Now let's talk about how the roof and gutters connect to the water storage tank. First you need a component to screen out any organic matter. This helps to wash the roof by trapping the debris so that it will not enter the tank. Getting the rainwater moved from structure to storage is done with 4-inch plastic pipe and fittings. Connections can be made directly to tanks set next to or within a roof area. To have a tank set away from your house, a piping system must be constructed and the storage set up downhill from your roof. One 4-inch pipeline should be fitted for each 1500 square feet of roof surface. Storage tanks are made of a variety of materials. The choices include wood, fiberglass, polyethylene and steel. They can all be used for drinking as well as other purposes. The stored rain is in turn pulled out by an electric pump and supplied to points of use or to a pressure tank. A pressure pump and tank combo are required to push the rainwater evenly through the supply line. Rainwater ends up in a perfectly drinkable state with the use of in-line sediment and carbon filters and an electronic purifier to remove bacteria.

The technical stuff
Your rain system will perform with the highest efficiency if you do not leave out any of the steps or components. Starting with the clearest existing roof, section of roof or building another structure such as a pole barn in a less vegetated location will simplify the storing of relatively clear rainwater.

The SDR-35 grade of 4-inch PVC pipe and fittings is the industry standard for residential rainwater drainage. SDR-35 is lightweight, durable and economical making it a good choice for most home projects.The most direct and cost effective set-up is a long straight seamless-guttered eave with a single outlet/lead-in connected to a vertically mounted roof wash pipe.A wash pipe is a simple device that collects debris in the lower section as rainwater filters passively through a built-in stainless steel screen in the top.
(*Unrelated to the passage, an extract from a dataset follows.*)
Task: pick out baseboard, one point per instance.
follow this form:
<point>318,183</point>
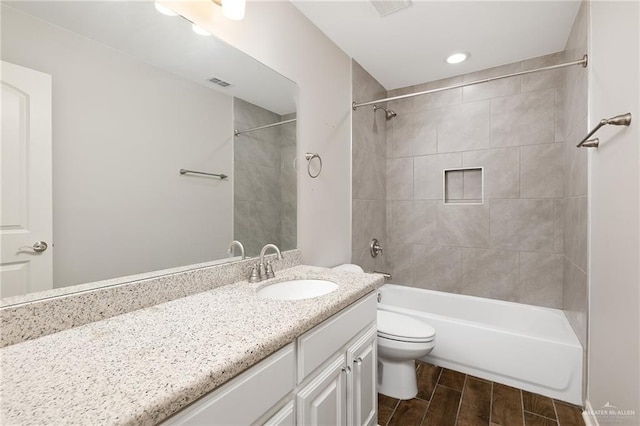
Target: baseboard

The debris is in turn flushed through a valve or clean-out at the bottom and the screen cleaned via an adjacent access. Connection from the wash pipe to the storage tank can be made directly into the tank top or tied into a pipe manifold using attached risers. Constructing a pipe manifold is similar to setting up a syphon.You must mount each wash pipe/riser 18 inches or more higher than the tank fill level.This difference in elevation creates passive lifting in each riser that pushes the rainwater through the manifold to the lower level of the storage tank input.